Timber Masterson explores heartbreak on ‘Every Time (Jenni’s Song)’
Tim “Timber” Masterson has been part of the Toronto music scene for as long as he can remember. His earliest memories came from listening to his mother play the family’s 100-year-old Steinway piano, an instrument he now uses to compose his own songs. As a young adult, Tim was a part of the city’s art party scene where he was inspired to make his own music. Heavens So Dark is his first attempt at a full album. It’s the result of his artistic journey up to this point – playing piano at the Roosevelt Hotel in Hollywood and guitar at The Viper Room in Los Angeles and organizing warehouse jams in Toronto and New York.
The album’s first single, “Every Time (Jenni’s Song)” is everything you could want from a folk pop song. An acoustic guitar passage emerges from steady percussion before piano and electric guitar enter and complement seamlessly. Then, Tim’s gentle opening vocals – “Every time you take me far away / And every time I feel you come this way / Babe, I feel you each and every day” – tell a story of the ups and downs, uncertainties, and evolution of an intimate relationship. His lyrics are both heartfelt and personal, revealing a sense of longing that remains present throughout the album.

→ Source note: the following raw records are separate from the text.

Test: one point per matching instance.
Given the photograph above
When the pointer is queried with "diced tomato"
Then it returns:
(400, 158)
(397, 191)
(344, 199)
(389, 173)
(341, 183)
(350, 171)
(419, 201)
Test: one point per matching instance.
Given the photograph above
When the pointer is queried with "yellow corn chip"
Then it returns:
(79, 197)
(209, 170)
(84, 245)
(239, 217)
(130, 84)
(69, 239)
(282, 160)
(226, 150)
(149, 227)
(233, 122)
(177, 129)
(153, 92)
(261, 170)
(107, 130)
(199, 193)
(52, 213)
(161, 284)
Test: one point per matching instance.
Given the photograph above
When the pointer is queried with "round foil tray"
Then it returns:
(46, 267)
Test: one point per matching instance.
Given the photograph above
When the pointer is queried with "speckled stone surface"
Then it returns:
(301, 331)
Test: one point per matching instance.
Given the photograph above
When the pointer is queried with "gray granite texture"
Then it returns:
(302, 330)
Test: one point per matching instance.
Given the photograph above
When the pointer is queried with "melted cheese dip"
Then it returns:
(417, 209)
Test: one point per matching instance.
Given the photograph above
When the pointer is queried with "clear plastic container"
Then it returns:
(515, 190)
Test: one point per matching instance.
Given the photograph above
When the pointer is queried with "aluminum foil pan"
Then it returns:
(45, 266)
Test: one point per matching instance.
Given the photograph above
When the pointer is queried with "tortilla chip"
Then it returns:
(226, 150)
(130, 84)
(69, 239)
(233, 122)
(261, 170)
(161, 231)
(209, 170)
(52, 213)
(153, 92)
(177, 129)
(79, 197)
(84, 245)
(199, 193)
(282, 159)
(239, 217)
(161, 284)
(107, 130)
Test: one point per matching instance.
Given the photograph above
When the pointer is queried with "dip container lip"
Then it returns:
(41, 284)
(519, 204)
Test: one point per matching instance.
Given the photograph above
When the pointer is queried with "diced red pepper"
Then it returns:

“These days, I’m writing from a much different place,” Tim said, “a place of joy and hope, huge for me and a big change which I’m thankful for. It’s great when the melodies pour out of you and connect, resonate from a pure place. It’s wonderful when one finds a new muse to be inspired by.”
His magical influences include David Sylvian, Red House Painters, The Blue Nile, Aimee Mann, Shawn Colvin, and more recently Canadian Leif Vollebekk, he said.
“I’ve always dug stuff that was a little left of center, have always appreciated those that take the road less travelled.”
Tim, who did not grow up with formal music lessons, plays his piano and guitar by feeling, allowing his emotions to guide his compositions.
“My first instrument is the piano,” he said, “but I picked up the acoustic guitar during a play I was on tour with in Newfoundland. I told myself I was going to teach myself to play, and I did. I think not having structured music lessons has helped me as an artist, I play what I feel, not often what is structured or has a predictable framework. I often experiment with different tunings on the guitar, much like Joni Mitchell and Nick Drake were infamous for.”
His work involves collaboration with producer Barry Haggarty, who Tim said, “fills in the gaps, often quite beautifully,” to his demos. This charming quality persists through the six tracks, even when they explore different genres. The album crosses into sophisti-pop with “Say We’ll Go Away” and soft rock in “Story to be Told,” while “Waterfront Lullaby” is a dance track, incorporating synths, saxophone, and flute.
Previously, Tim co-produced and hosted Toronto’s interactive literary series at The Drake Hotel, bringing innovative American and respected Canadian authors to read and discuss their latest work, as well as showcasing various local musicians.